How does clinical exome sequencing work? The technology basically involves DNA extraction from cellular samples and then sequencing the DNA along with complementary DNA, resulting in a short piece of DNA, which can be identified using an experimental template provided by the researcher. The template can be matched using molecular information at a specific site. If the matching is found, the researcher reports the results using a handheld DNA probe, which enables the subsequent analysis of the long inserted DNA sequence.
The other benefit of clinical exome sequencing is the ability to determine whether or not particular traits or characteristics can be passed on to offspring. It has long been thought that diseases like cancer and diabetes could be passed down through genetics. Through exome sequencing, a doctor can look at a patient’s genome and see if she does, in fact, have a mutation in her genes that could cause those diseases. It has also been established that certain diseases like Alzheimer’s disease are caused by a mutation in the brain’s cells.

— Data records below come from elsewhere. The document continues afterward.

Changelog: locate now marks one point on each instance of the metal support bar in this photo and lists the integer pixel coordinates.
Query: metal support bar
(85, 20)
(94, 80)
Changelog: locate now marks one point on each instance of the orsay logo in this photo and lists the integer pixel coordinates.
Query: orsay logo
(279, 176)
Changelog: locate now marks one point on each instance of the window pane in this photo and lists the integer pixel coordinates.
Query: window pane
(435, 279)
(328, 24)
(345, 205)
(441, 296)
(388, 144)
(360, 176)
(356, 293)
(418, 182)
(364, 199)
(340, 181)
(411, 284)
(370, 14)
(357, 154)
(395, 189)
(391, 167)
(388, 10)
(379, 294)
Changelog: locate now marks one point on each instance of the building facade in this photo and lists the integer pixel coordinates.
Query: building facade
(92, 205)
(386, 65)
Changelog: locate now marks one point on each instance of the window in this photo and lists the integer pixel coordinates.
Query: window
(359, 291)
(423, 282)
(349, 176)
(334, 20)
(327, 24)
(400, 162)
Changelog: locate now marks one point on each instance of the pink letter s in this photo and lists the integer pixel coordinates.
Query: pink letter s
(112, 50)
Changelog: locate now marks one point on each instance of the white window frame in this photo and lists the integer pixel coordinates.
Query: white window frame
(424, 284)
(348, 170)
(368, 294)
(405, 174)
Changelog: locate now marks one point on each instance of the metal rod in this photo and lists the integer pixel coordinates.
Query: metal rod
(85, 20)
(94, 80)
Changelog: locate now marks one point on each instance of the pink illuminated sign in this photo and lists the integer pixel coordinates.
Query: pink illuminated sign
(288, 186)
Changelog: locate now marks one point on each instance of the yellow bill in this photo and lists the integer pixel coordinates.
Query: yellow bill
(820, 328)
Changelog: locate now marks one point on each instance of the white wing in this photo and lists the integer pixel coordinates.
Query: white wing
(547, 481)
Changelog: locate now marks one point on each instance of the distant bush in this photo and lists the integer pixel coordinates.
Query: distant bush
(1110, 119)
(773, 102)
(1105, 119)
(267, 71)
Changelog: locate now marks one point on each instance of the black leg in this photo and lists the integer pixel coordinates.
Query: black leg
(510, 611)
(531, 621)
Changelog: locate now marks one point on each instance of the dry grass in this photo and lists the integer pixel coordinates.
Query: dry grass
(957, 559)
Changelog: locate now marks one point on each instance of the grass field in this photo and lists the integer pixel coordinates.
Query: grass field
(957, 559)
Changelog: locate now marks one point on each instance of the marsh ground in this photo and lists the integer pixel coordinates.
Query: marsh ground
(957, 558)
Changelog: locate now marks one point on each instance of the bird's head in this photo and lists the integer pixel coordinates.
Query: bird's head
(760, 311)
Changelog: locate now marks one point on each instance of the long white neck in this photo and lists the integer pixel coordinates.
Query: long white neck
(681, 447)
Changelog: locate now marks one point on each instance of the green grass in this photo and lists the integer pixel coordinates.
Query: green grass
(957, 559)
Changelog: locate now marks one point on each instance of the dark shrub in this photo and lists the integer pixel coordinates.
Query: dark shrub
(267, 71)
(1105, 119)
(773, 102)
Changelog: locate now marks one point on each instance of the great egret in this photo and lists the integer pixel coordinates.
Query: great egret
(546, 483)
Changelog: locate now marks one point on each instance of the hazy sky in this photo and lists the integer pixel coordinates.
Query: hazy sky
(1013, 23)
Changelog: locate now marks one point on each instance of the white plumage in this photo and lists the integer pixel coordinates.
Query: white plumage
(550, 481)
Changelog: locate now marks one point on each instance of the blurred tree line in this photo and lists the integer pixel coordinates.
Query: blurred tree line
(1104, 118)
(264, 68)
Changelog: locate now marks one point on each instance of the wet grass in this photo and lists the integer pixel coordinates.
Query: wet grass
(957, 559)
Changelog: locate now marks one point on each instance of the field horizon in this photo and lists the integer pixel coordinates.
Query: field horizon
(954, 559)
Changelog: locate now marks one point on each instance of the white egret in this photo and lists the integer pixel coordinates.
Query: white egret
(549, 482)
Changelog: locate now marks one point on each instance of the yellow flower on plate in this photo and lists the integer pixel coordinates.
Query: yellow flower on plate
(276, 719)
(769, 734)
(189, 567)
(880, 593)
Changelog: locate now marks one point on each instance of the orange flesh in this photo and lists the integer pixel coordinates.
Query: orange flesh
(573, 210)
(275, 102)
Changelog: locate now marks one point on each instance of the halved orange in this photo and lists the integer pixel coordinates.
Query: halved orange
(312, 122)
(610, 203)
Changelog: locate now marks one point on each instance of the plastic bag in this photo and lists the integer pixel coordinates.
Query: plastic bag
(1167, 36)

Another important benefit of clinical exome sequencing is the ability to determine the relationship between a person’s DNA and their disease. After sequences from an exonuclease cell are compared with those from a control sample, the researcher can tell how much of the disease lies within the cells of the individual, versus the genes they inherited from their parents. Using this knowledge, the next-generation sequencing of human genes can be used to find out what DNA variations account for why a person possesses a particular symptom, while another person does not.
In the case of Alzheimer’s disease, for instance, research has found that patients carry a mafb gene on their X chromosome. However, when this mafb gene malfunctions, it produces a protein that prevents the nerve cells from making the neurotransmitter acetylcholine. When a person’s body needs acetylcholine to communicate with the brain, it releases acetyl cholinesterase, which causes the neurons to deteriorate over time. Eventually, the neurons will die and the brain will eventually go into a permanent coma. Because of this, researchers have been able to use clinical exome sequencing to determine if a patient has a mutation in their genes that may be responsible for this disorder. This is significant because it means that the medication, if any, that a person needs will have to include a gene therapy component, since the drug needs to get to the brain to function normally in order for it to work.